Читать онлайн Мицунари Ганзицу - Заметки 3. САВАЯМА КАРА САНДЗЁ МАДЭ



ЧАСТЬ ТРЕТЬЯ. САВАЯМА КАРА САНДЗЁ МАДЭ

Глава первая, 名残 Нагори. Тоска по уходящему сезону

История началась так, как и положено начинаться историям в Санкт-Петербурге – совершенно обыденно и в совершенно ничем не примечательный пасмурно-слякотный день 13 декабря 2014 года.

Служебная квартира была на Петроградской стороне, и можно было в любой момент дойти до Петропавловки или на Васильевский. В тот самый день выбор пал на Петропавловку. Но вместо того, чтобы свернуть направо, повернул налево и зашёл в Артиллерийский музей. Внимание привлекли некоторое оживление перед входом и внушительного размера баннер на фасаде здания.

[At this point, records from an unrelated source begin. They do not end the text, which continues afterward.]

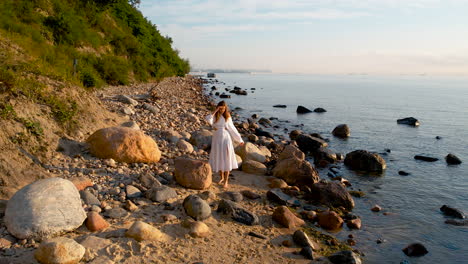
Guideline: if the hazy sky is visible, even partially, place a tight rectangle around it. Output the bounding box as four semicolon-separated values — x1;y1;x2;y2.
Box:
140;0;468;74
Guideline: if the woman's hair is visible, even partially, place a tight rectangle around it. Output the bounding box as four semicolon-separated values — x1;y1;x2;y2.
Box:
214;101;231;123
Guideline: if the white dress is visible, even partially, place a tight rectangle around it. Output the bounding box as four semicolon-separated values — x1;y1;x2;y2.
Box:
205;114;244;172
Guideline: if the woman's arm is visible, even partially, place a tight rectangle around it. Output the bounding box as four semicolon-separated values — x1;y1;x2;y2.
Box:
226;118;244;144
205;107;219;126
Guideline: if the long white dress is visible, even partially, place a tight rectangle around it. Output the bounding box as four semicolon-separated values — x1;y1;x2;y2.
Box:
205;114;244;172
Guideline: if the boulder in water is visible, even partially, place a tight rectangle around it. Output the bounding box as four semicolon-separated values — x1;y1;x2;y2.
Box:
344;150;386;172
414;155;438;162
440;205;465;219
332;124;350;138
445;154;462;165
307;181;355;211
397;117;420;126
297;106;312;114
402;243;428;257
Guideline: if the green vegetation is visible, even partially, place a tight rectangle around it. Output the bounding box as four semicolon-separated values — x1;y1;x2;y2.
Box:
303;227;352;257
0;0;189;128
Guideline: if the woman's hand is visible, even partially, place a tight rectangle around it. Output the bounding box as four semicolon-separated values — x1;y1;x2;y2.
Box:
239;142;244;146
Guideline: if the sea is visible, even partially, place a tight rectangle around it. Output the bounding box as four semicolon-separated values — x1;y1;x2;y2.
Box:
200;73;468;264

Что ожидал там увидеть, затрудняюсь ответить даже сейчас. Хотя моё занятие переводами японской поэзии и насчитывает более двух десятилетий, самурайская тема никогда не была особо выделяемой. Возможно, ещё и потому, что излишне растиражирована в западно-европейском массмедиа продукте.

Поэтому, пройдясь по тёмным выставочным коридорам, задрапированным в лучших традициях английских готических романов, осмотрев стройные ряды доспехов, отметил для себя один интересный экспонат, который раньше на глаза не попадался.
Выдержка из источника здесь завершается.